The one time that I didn't see any blood was when I put a foil wrapped firebrick on top of the chicken. It was very food and the chicken was falling apart. I forgot to do it last night.


  • Cpt'n CookCpt'n Cook Posts: 1,917
    I used to check with a thermo and pull at 170 breast and had the same underdone problem that you had. I now cook them by eye and loosness of joint. It is hard to overcook a Chicken in the egg.
  • thirdeyethirdeye Posts: 7,428

    Your are right, it's hard to get the white meat(165°) and dark meat (180°+) perfectly done at the same time....unless they are separated. I do the lateral split instead of the axial split. I do turkeys like this too.


    I butcher like this for my pressed chicken too, only I use the pizza stone wrapped in foil.


    Happy Trails

    Barbecue is not rocket surgery
  • Thanks. The joint separated while pulling the chicken off the grate. I guess ill just cook longer or put the brick on. Thirdeye, thank you as well. Ill try that next time. I think it will fit on the mini.
  • BobSBobS Posts: 2,485
    Typically the breast needs to get to 160 and the legs and thighs to 180, but that is more about being cooked the way we like to eat it than for food safety. There is no more or less hazzard to eating dark meat than white meat.

    I think that you are safe beyond 150.
  • where is stike when we need him

    the red near the bone is not blood.. todays chickens are raised on industrial farms and the chickens are bred to get big fast and go to market asap ,, your "red" issues is a result of the bones being immature and the red is comming from the marrow space thru the thin immature bone... thermapen won't lie.. if is is cooked to temp it is done, regardless.
    there was a thread on this a while back and this info is on the internet.. i case the fearful ones need more re assurance
  • 2Fategghead2Fategghead Posts: 9,623

    I'm not an expert and I am always learning to do the same things differntly. Also, I am doing this in a large egg.

    I also try to be very cautious when handling chicken by making sure the bird is kept refrigerated (not at room tempture to long) and washing and disinfecting as I go.

    I plan 3 hours in advance and do this indirect at 350*-400* and I try to have the lump up to the fire ring. There are many ways to do this and so far this is how I like my spatchcock chicken done. I spatchcock like normal by cutting the backbone out. I do two more steps I cut each leg quarter off. So, I have three pieces.

    You know you can wash and dry your bird and leave uncovered in the fridge in order to dry out the skin for the cook this lets the skin get crispy later when cooked.

    I start by baking the potato's first.

    After 20 min I put the leg quarters in skin side down.

    After 20 min I flip the leg quarters and the potato's and put the rest of the spatchcocked bird in skin side down.

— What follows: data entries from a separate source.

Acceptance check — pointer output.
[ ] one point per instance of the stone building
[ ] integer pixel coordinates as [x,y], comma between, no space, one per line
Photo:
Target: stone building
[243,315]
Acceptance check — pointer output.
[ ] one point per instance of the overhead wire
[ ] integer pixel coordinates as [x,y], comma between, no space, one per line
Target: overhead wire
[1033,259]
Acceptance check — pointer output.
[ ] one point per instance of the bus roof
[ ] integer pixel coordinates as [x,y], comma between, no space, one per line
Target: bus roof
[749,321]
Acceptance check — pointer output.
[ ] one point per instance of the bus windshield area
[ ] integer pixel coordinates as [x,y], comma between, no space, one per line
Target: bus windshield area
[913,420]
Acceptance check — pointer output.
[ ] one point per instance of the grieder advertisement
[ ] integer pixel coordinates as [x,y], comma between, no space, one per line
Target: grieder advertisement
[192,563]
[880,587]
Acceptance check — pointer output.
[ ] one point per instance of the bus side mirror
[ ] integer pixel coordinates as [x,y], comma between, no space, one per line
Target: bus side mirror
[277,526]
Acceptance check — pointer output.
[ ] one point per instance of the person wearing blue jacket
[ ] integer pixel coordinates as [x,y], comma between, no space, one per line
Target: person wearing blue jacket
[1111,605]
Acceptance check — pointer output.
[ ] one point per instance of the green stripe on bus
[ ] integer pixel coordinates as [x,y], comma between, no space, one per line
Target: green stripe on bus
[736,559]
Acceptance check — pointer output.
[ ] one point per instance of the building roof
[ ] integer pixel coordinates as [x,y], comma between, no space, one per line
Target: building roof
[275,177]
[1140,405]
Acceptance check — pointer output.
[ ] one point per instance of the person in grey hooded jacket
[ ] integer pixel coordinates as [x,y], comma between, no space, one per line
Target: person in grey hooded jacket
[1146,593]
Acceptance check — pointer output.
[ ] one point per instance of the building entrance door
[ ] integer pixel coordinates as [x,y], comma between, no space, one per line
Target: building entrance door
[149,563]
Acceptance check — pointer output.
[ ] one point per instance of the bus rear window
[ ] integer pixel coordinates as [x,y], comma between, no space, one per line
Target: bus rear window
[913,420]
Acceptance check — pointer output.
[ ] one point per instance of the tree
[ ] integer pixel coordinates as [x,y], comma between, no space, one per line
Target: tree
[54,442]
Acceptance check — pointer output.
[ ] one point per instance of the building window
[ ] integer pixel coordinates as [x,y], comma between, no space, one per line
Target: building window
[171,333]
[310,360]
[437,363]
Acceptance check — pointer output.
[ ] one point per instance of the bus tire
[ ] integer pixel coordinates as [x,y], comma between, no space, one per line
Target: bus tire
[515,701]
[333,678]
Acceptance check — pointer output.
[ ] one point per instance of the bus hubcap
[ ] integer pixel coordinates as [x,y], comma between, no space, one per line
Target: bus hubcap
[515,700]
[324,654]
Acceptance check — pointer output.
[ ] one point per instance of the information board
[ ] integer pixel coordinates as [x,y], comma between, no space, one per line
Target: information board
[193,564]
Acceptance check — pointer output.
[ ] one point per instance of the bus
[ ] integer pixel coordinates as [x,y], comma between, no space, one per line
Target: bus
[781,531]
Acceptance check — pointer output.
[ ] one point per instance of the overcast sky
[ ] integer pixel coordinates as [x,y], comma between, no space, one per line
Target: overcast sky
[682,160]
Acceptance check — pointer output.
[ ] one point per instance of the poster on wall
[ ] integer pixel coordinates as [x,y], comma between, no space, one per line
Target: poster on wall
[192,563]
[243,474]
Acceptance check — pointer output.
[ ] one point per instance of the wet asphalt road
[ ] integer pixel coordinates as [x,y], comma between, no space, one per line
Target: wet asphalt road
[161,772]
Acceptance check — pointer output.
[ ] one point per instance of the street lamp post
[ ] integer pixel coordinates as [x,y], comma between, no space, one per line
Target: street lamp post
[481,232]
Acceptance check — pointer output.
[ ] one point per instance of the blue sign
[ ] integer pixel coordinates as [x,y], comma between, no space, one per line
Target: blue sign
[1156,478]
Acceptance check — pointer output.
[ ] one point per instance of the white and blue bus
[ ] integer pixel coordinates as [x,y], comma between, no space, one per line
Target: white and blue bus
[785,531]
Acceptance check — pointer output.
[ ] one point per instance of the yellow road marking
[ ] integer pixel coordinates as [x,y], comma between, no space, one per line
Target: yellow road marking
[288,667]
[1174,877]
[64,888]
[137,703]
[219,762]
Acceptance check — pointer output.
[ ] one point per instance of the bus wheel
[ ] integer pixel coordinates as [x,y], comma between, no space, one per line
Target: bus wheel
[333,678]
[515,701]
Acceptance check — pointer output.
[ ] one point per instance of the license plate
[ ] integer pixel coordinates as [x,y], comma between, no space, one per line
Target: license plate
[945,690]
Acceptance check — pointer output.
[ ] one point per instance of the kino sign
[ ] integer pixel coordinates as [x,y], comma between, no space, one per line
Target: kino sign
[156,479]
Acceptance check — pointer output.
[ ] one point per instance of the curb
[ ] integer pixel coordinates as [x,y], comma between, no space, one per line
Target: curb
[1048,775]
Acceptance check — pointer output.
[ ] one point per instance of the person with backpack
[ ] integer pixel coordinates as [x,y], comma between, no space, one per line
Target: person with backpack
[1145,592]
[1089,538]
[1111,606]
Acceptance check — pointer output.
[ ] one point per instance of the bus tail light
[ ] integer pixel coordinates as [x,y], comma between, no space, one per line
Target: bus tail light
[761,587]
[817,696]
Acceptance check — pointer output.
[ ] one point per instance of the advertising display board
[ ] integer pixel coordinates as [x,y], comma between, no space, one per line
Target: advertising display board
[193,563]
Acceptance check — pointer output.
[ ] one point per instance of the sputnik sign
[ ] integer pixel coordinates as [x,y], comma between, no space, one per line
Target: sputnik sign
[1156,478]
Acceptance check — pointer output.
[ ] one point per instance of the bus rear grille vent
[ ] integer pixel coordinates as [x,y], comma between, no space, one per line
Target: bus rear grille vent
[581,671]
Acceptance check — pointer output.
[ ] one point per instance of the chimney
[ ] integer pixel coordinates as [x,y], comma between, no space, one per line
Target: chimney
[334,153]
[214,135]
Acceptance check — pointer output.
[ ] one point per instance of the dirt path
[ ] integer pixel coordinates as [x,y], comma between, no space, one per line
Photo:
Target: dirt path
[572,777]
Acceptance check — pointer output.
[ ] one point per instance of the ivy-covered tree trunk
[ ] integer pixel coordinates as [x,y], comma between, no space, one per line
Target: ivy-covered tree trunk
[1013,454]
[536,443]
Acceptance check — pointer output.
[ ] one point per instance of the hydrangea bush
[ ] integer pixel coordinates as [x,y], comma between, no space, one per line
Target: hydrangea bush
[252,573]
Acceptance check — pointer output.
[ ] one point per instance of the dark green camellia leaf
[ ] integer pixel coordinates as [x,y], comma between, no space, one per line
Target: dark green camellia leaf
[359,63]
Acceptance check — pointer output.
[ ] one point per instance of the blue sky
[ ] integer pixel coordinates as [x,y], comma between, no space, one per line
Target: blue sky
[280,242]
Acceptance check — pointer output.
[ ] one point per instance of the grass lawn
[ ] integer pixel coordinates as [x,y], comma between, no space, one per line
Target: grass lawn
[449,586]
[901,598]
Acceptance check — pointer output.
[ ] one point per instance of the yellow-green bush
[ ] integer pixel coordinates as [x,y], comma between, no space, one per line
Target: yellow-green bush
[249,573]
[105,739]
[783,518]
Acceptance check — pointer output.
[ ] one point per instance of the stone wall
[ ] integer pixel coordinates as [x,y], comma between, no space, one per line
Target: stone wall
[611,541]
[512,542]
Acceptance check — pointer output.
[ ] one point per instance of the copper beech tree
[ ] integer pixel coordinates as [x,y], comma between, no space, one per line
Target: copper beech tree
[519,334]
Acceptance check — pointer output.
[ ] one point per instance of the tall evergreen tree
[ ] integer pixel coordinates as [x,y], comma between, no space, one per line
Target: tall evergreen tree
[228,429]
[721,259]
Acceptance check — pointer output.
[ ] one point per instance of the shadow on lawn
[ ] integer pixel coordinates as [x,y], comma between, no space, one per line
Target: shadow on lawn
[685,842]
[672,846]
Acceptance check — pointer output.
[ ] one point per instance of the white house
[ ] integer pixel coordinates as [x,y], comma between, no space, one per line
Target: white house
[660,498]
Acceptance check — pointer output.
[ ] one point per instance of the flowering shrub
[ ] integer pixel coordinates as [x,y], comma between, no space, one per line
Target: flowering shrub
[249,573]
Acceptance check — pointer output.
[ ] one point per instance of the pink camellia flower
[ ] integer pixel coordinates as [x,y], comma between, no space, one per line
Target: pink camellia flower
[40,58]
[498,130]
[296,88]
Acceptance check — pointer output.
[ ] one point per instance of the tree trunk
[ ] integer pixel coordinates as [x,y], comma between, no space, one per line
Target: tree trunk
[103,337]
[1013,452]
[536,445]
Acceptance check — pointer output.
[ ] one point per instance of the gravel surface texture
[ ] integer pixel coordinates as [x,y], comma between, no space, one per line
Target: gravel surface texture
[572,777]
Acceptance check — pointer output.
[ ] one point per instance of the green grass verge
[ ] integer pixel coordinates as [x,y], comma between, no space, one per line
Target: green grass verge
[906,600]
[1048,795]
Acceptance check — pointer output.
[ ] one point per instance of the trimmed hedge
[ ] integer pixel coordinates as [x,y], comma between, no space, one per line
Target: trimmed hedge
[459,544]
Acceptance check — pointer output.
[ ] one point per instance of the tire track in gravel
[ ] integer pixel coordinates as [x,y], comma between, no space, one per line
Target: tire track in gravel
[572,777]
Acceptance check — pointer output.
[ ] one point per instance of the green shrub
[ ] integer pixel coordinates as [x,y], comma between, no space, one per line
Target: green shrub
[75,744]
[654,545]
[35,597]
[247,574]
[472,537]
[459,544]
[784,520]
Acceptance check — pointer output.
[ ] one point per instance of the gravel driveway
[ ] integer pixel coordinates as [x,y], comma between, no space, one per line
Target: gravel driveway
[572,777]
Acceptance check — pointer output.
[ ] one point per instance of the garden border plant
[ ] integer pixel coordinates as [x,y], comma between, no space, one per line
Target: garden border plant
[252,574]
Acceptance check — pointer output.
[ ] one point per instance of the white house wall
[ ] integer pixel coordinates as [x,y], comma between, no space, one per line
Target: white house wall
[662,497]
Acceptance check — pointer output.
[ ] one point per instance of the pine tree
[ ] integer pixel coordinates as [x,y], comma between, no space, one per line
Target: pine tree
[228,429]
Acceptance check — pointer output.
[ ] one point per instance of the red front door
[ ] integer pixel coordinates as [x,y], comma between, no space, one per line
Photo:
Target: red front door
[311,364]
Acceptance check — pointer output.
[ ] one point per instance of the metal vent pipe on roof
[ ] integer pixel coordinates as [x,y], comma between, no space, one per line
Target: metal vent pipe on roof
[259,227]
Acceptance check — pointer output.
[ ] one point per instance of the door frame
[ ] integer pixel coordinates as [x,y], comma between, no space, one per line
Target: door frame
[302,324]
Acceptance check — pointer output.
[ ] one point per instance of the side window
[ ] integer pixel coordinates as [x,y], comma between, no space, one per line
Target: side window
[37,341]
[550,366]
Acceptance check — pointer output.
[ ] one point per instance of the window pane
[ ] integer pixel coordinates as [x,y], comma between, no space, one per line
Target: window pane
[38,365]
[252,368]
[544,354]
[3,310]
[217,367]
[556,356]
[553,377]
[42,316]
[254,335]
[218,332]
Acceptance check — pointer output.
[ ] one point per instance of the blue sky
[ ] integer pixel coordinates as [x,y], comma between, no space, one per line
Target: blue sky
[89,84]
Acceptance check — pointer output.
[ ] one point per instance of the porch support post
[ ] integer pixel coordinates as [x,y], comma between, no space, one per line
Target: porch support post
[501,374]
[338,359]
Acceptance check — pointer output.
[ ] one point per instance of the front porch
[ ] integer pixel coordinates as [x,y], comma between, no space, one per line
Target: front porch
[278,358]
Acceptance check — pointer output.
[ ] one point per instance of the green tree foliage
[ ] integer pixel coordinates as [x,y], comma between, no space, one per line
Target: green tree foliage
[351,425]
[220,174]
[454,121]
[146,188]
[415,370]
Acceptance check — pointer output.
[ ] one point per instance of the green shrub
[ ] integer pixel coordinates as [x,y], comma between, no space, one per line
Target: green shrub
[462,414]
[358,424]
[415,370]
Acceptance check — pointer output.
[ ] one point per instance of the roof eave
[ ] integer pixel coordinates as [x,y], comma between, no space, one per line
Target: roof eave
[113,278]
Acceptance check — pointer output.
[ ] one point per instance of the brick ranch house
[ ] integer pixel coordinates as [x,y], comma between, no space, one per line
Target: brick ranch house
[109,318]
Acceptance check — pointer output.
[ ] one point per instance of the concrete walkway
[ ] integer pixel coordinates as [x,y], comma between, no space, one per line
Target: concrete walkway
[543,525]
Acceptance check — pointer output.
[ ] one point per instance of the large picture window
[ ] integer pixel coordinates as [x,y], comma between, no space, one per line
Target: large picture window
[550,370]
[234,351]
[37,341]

    After 20 min I flip the spatchcock breast and wings and insert the meat probe into the breast and cook to your desired breast temp mine is around 170*.

    I know this is wordy but I like to pull everything off at the same time as well as having a crispy, done well bird.

    Tim ;)
  • That describes it perfectly! I didn't measure the temperature in the thigh this time, but have on previous cooks and it was 180 but still bloody. I personally don't mind, but have people around me that freak out when they see chicken. I take great pride in my cleanliness and cooking, so I make sure I handle the food right and wash hands and utensils frequently.
    Thanks for all your suggestions.